Well, they say it worked. Given that there's tons of egress and ingress in the same places, there are bathrooms being used by lots of different people without sanitation breaks, etc - I suspect that this is really wishful thinking, and in about a week or two you're going to see major spikes in every single metropolitan area that allowed fans to watch. 

Lots of spikes for college too.

I agree.

Link to comment
Share on other sites

3 minutes ago, Fragile Bird said:

I agree.

It was foretold, fore-ordained, predicted.  It was written.

But it is our gawdgiven right to be idiotic yellers in person watching men hurt each other in person for our entertainment as the idiots we are.

Link to comment
Share on other sites

Ugh, I hate to bring gloaty sounding good news into the discussion because I feel for people's pain at the situation in their own countries, and I wish you all well. We've had 4 days straight with no new community cases, which hopefully is a good sign that the cluster and it's expanded sub- and mini-cluster in Auckland is well under control and even spread within the cluster has completely tailed off.

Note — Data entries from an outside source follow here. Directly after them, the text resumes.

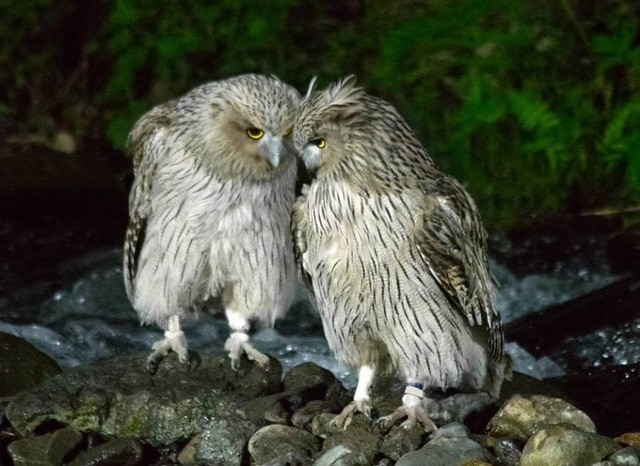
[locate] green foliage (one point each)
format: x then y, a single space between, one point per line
160 49
534 105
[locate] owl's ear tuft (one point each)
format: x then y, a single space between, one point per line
343 93
343 100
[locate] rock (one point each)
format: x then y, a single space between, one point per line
44 450
565 444
22 366
522 416
630 438
507 452
223 441
187 456
119 398
309 380
117 452
629 456
289 444
321 425
450 446
609 395
267 409
358 437
302 418
400 441
338 456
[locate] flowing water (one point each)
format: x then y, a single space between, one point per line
84 315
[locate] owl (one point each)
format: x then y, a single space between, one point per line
210 206
395 253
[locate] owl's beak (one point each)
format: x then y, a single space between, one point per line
273 147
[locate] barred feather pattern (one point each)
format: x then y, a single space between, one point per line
395 252
209 216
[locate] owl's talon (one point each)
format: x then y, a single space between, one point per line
174 340
414 414
238 344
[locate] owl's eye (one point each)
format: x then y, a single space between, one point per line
255 133
319 143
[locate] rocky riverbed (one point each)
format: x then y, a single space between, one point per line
114 412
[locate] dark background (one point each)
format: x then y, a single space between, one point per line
534 105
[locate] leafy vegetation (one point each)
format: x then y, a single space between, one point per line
534 105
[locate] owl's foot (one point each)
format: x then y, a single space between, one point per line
174 340
412 408
342 420
414 415
238 344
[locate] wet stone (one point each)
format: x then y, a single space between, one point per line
309 380
303 417
400 441
357 437
44 450
507 452
285 443
565 444
117 452
22 366
119 398
223 441
449 446
522 416
629 456
630 438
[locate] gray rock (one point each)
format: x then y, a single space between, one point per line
400 441
449 446
310 381
267 409
44 450
340 456
629 456
22 366
357 437
321 425
223 441
278 442
117 452
565 444
507 452
119 398
303 417
522 416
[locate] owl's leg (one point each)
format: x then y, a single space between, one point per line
238 342
361 400
412 408
174 340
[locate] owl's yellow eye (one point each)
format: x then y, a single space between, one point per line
255 133
319 143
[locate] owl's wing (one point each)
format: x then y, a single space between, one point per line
147 145
299 226
452 243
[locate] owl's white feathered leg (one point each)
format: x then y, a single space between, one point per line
412 408
174 340
361 400
238 342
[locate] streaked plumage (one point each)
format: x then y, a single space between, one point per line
210 207
395 253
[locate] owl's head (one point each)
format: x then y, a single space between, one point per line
326 121
247 125
347 133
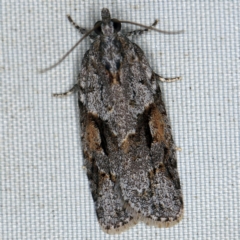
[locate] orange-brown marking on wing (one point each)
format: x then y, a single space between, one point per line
125 145
92 136
157 125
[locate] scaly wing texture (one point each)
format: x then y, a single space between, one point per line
114 215
127 143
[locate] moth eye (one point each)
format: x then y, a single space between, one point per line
117 25
98 29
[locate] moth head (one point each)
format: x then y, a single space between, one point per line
107 26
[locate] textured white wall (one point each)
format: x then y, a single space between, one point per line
45 193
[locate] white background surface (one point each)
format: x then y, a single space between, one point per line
44 190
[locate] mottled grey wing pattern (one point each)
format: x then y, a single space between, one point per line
128 148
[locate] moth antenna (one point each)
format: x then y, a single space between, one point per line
65 55
152 28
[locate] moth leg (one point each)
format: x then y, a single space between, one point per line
74 89
140 31
168 80
80 29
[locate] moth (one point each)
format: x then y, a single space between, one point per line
129 153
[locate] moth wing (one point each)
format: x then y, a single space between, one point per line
149 179
113 213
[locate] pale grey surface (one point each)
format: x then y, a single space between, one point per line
45 193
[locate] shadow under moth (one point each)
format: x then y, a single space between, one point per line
127 144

So we may be back to a state of elimination by election day. Quite fortunate for the govt's re-election chances.

I think it is overly pessimistic for people to think that the vaccines currently in phase 3 trials will only meet the minimum standard for approval. The phase 2 trials showed strong neutralizing antibody response in a vast majority of recipients, so one can expect the vaccine to be significantly more than 50% effective in the gen pop, perhaps with the exceptions of immune compromised people. My main concern is duration of effective immunity, with confirmed reports of small numbers of people already getting reinfected (though with mild to asymptomatic response) the vaccines may prove to only be good for up to 1 year of immunity. Somewhat perversely, we need to see more cases of re-infection to get some sense of whether everyone who gets a second infection has a mild to asymptomatic response or if moderate to severe disease can occur in re-infected people. I was a bit gung-ho on the vaccines a few weeks ago, I'm back to being more moderately optimistic about them.

Link to comment
Share on other sites

13 hours ago, The Anti-Targ said:

Ugh, I hate to bring gloaty sounding good news into the discussion because I feel for people's pain at the situation in their own countries, and I wish you all well. We've had 4 days straight with no new community cases, which hopefully is a good sign that the cluster and it's expanded sub- and mini-cluster in Auckland is well under control and even spread within the cluster has completely tailed off. So we may be back to a state of elimination by election day. Quite fortunate for the govt's re-election chances.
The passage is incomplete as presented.